The provincial government has been recording substantial annual deficits. This means it is spending more than it is collecting in revenues. We need to find a way to move to a balanced budget without any increase in taxes (even though Alberta has the lowest per capital tax revenue of any province).
According to panel of experts appointed by the Alberta Government and chaired by former Saskatchewan Finance Minister Janice MacKinnon, the solution is to cut government expenditures. One wonders how long this expert panel had to deliberate to figure out that this was the only option if revenues can’t be increased. The panel’s limited terms of reference allowed for only one response. If you asked elementary school students how they could get the numbers 6 and 10 to balance without increasing the number 6, they would not take long to conclude that 4 must be subtracted from 10.
Alberta is now looking at the closing of some hospitals and universities, fewer doctors, lower wages for public servants and various other spending cuts as the solution to its annual deficits. Asked why the panel could not consider tax levels, the Minister of Finance explained that Albertans had no interest in tax increases. What a surprise! And in how many provinces did we find residents who were keen on the idea of tax increases?
Alberta’s deficit and debt problems stem from poor management over the years by successive governments – Conservative as well as NDP. When the oil economy was booming, Alberta failed to build up substantial reserves as some of the Scandinavian countries have done.
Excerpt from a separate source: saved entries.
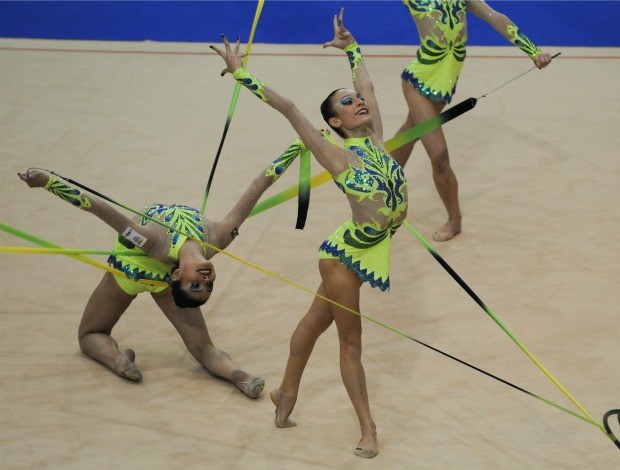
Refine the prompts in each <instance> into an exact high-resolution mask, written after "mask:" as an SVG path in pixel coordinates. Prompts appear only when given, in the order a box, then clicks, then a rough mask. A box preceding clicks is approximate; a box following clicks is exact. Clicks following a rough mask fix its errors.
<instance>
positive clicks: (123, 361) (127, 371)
mask: <svg viewBox="0 0 620 470" xmlns="http://www.w3.org/2000/svg"><path fill="white" fill-rule="evenodd" d="M135 360H136V353H135V352H134V351H133V349H125V351H123V352H122V353H121V355H120V356H119V359H118V361H117V363H116V365H115V367H114V372H116V374H117V375H118V376H119V377H122V378H124V379H127V380H131V381H132V382H140V381H141V380H142V372H140V369H138V367H137V366H136V363H135Z"/></svg>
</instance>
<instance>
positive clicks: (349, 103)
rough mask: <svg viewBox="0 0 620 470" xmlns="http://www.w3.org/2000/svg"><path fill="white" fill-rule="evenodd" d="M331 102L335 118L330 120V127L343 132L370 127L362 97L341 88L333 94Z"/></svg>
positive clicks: (367, 116) (367, 117) (367, 115)
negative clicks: (332, 96) (331, 125)
mask: <svg viewBox="0 0 620 470" xmlns="http://www.w3.org/2000/svg"><path fill="white" fill-rule="evenodd" d="M332 100H333V101H332V103H333V109H334V111H335V113H336V116H335V117H333V118H330V125H332V126H334V127H341V128H342V129H343V130H345V131H347V130H353V129H358V128H360V127H365V126H368V125H370V123H371V121H372V118H371V116H370V112H369V110H368V107H367V106H366V103H365V102H364V97H363V96H362V95H361V94H360V93H358V92H357V91H355V90H350V89H348V88H343V89H342V90H338V91H337V92H336V93H335V94H334V96H333V97H332ZM332 120H333V121H332Z"/></svg>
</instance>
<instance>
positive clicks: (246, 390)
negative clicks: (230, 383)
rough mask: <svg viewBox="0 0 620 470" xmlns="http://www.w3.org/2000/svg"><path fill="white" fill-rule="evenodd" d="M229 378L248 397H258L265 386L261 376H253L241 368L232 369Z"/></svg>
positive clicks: (256, 397)
mask: <svg viewBox="0 0 620 470" xmlns="http://www.w3.org/2000/svg"><path fill="white" fill-rule="evenodd" d="M230 380H232V382H233V383H234V384H235V385H236V386H237V387H239V390H241V391H242V392H243V393H245V394H246V395H247V396H248V397H250V398H258V397H259V396H260V394H261V392H262V391H263V388H265V381H264V380H263V379H262V378H260V377H254V376H252V375H250V374H248V373H247V372H244V371H242V370H241V369H238V370H236V371H234V372H233V373H232V374H231V376H230Z"/></svg>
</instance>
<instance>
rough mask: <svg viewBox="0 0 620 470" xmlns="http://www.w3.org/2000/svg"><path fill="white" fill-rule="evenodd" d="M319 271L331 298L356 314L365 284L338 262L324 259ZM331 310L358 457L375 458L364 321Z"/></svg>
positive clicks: (372, 422)
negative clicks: (359, 438)
mask: <svg viewBox="0 0 620 470" xmlns="http://www.w3.org/2000/svg"><path fill="white" fill-rule="evenodd" d="M319 269H320V272H321V279H323V284H324V285H325V290H326V291H327V295H328V297H329V298H330V299H332V300H333V301H334V302H337V303H338V304H340V305H343V306H345V307H347V308H349V309H351V310H353V311H354V312H359V311H360V303H359V300H360V287H361V285H362V280H361V279H360V278H359V277H358V276H357V275H356V274H355V273H354V272H353V271H350V270H349V269H347V268H346V267H345V266H344V265H342V264H340V262H339V261H338V260H334V259H322V260H320V261H319ZM329 308H330V310H331V312H332V316H333V317H334V321H335V322H336V327H337V328H338V339H339V340H340V374H341V376H342V381H343V383H344V386H345V388H346V390H347V393H348V394H349V398H350V399H351V403H352V404H353V408H354V409H355V413H356V414H357V418H358V420H359V423H360V430H361V432H362V438H361V439H360V441H359V443H358V445H357V448H356V449H355V454H356V455H358V456H360V457H366V458H372V457H374V456H375V455H377V453H378V451H379V443H378V441H377V428H376V426H375V422H374V420H373V419H372V416H371V414H370V404H369V400H368V391H367V388H366V374H365V372H364V367H363V366H362V319H361V318H360V316H359V315H355V314H354V313H351V312H349V311H347V310H345V309H343V308H341V307H338V306H336V305H334V304H331V303H330V305H329Z"/></svg>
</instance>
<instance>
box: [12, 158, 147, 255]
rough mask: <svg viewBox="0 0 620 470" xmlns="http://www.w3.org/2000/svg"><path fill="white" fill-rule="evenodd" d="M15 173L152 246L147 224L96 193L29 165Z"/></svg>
mask: <svg viewBox="0 0 620 470" xmlns="http://www.w3.org/2000/svg"><path fill="white" fill-rule="evenodd" d="M18 176H19V177H20V179H21V180H22V181H24V182H25V183H26V184H27V185H28V186H30V187H31V188H44V189H47V190H48V191H49V192H50V193H52V194H55V195H56V196H58V197H59V198H61V199H62V200H63V201H66V202H68V203H70V204H71V205H73V206H75V207H79V208H80V209H82V210H84V211H86V212H90V213H91V214H94V215H96V216H97V217H99V218H100V219H101V220H103V221H104V222H105V223H106V224H108V225H109V226H110V227H112V228H113V229H114V230H116V232H118V233H119V234H120V235H122V236H124V237H125V238H127V239H129V240H130V241H132V242H133V243H134V244H136V245H138V246H140V247H141V248H142V249H143V250H144V251H146V252H147V253H148V252H149V251H150V250H151V249H152V248H153V243H154V242H155V236H154V235H155V233H154V232H153V229H152V228H151V227H148V226H141V225H138V224H137V223H135V222H134V221H133V220H131V219H130V218H129V217H127V216H126V215H124V214H122V213H121V212H120V211H118V210H117V209H116V208H115V207H113V206H112V205H110V204H108V203H106V202H105V201H103V200H102V199H100V198H98V197H97V196H93V195H87V194H85V193H84V191H81V190H79V189H77V188H73V187H71V186H69V185H67V184H65V183H63V182H62V181H59V180H57V179H56V178H55V177H54V176H53V175H48V174H47V173H46V172H44V171H41V170H37V169H33V168H31V169H29V170H27V171H26V172H25V173H18ZM136 237H138V238H136Z"/></svg>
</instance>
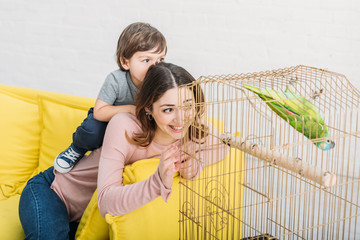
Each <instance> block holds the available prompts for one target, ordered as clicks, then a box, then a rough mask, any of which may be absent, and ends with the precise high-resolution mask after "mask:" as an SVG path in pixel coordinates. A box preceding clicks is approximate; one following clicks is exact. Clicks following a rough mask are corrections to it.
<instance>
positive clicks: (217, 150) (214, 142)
mask: <svg viewBox="0 0 360 240" xmlns="http://www.w3.org/2000/svg"><path fill="white" fill-rule="evenodd" d="M193 81H195V80H194V78H193V77H192V76H191V75H190V74H189V73H188V72H187V71H186V70H185V69H183V68H181V67H178V66H176V65H173V64H170V63H160V64H157V65H155V66H152V67H150V68H149V70H148V73H147V74H146V76H145V79H144V82H143V85H142V88H141V91H140V93H139V94H138V98H137V102H136V117H135V116H133V115H131V114H129V113H119V114H117V115H116V116H114V117H113V118H112V119H111V121H110V122H109V124H108V126H107V129H106V133H105V137H104V142H103V146H102V148H101V149H97V150H95V151H93V152H92V153H91V154H90V155H89V156H85V158H87V159H86V160H85V161H80V162H79V163H78V164H77V165H76V166H75V168H74V169H73V170H72V171H71V172H69V173H67V174H57V172H56V171H53V169H52V168H50V169H48V170H47V171H45V172H44V173H40V174H39V175H37V176H35V177H34V178H32V179H31V180H29V183H28V185H27V186H26V188H25V189H24V191H23V193H22V196H21V199H20V205H19V214H20V220H21V223H22V225H23V228H24V232H25V234H26V236H27V237H28V238H29V239H31V238H35V239H38V237H40V239H42V238H47V239H55V238H56V239H68V238H69V233H70V235H72V234H74V232H75V230H76V226H77V223H78V222H79V221H80V218H81V216H82V214H83V212H84V210H85V208H86V206H87V204H88V202H89V201H90V199H91V196H92V194H93V192H94V190H95V189H96V187H98V204H99V210H100V213H101V214H102V215H103V216H104V215H105V214H106V213H110V214H112V215H122V214H125V213H128V212H130V211H133V210H135V209H137V208H139V207H141V206H143V205H144V204H146V203H149V202H151V201H152V200H154V199H155V198H156V197H158V196H161V197H162V198H163V199H164V200H165V201H166V200H167V199H168V198H169V196H170V194H171V187H172V180H173V176H174V174H175V173H176V172H177V171H180V174H181V175H182V176H183V177H185V178H193V177H195V176H197V175H198V174H199V172H200V171H201V168H202V167H203V165H200V162H199V161H197V160H194V159H192V158H191V157H190V156H186V157H185V156H183V155H181V154H180V153H179V147H180V145H181V144H183V143H186V144H189V145H194V146H189V147H193V148H194V147H195V146H199V142H200V143H201V142H205V141H207V144H206V145H207V146H209V145H213V146H218V147H216V149H203V148H201V149H199V151H200V152H201V154H200V155H201V156H203V155H204V154H207V153H209V151H216V152H222V153H224V154H225V153H226V151H218V150H219V148H224V149H226V148H227V147H226V146H225V145H223V144H219V143H217V142H214V143H210V142H209V141H216V140H214V138H211V137H210V136H205V134H204V131H203V129H204V128H205V127H204V126H202V127H201V128H199V127H195V128H194V127H190V123H194V124H195V125H198V126H201V125H203V124H204V123H205V122H204V120H201V119H200V115H201V113H202V109H201V108H199V107H195V106H198V105H196V103H199V102H201V101H203V95H202V94H201V91H198V90H197V89H195V88H194V89H193V91H194V92H191V91H190V90H187V89H185V88H182V89H181V90H180V91H179V89H178V87H179V86H181V85H184V84H189V83H191V82H193ZM195 92H196V94H195ZM179 94H180V96H181V99H184V100H183V101H182V102H181V103H180V104H179V103H178V102H179V97H180V96H179ZM184 108H185V109H186V110H181V109H184ZM182 119H186V120H187V121H182ZM184 122H185V123H184ZM206 125H209V123H207V124H206ZM208 128H209V131H213V132H214V133H213V134H217V133H216V130H215V129H213V127H208ZM197 129H201V130H197ZM189 140H190V141H189ZM197 149H198V147H197ZM153 157H160V162H159V166H158V168H157V170H156V171H155V172H154V174H152V175H151V176H150V177H149V178H148V179H146V180H145V181H142V182H138V183H135V184H131V185H126V186H123V185H122V172H123V169H124V166H125V165H127V164H132V163H134V162H135V161H137V160H140V159H146V158H153ZM223 157H224V156H219V160H220V159H222V158H223ZM202 160H204V159H202ZM201 162H204V161H201ZM208 164H211V163H207V162H204V165H208ZM54 178H55V179H54ZM50 185H51V186H50ZM49 186H50V188H49ZM69 222H70V224H69ZM61 234H62V235H61ZM72 236H73V235H72Z"/></svg>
For much of this century it also spent rather lavishly, until the preceding NDP Government began to rein in the expenditures.
Some further expenditure restraint is in order, but more emphasis on improving efficiency in the delivery of services rather than just imposing cuts, would have been preferable. It is also ludicrous and unnecessarily harsh to focus only on the expenditure side in addressing the deficit. Alberta may have a spending problem, but it also has a revenue problem, and remains the only province in Canada without a sales tax. A more reasonable approach would have been to deal with the deficit through a combination of expenditure cuts and revenue increases. Given this flexibility, the elementary school students would have brought the numbers 6 and 10 into balance by making them both 8.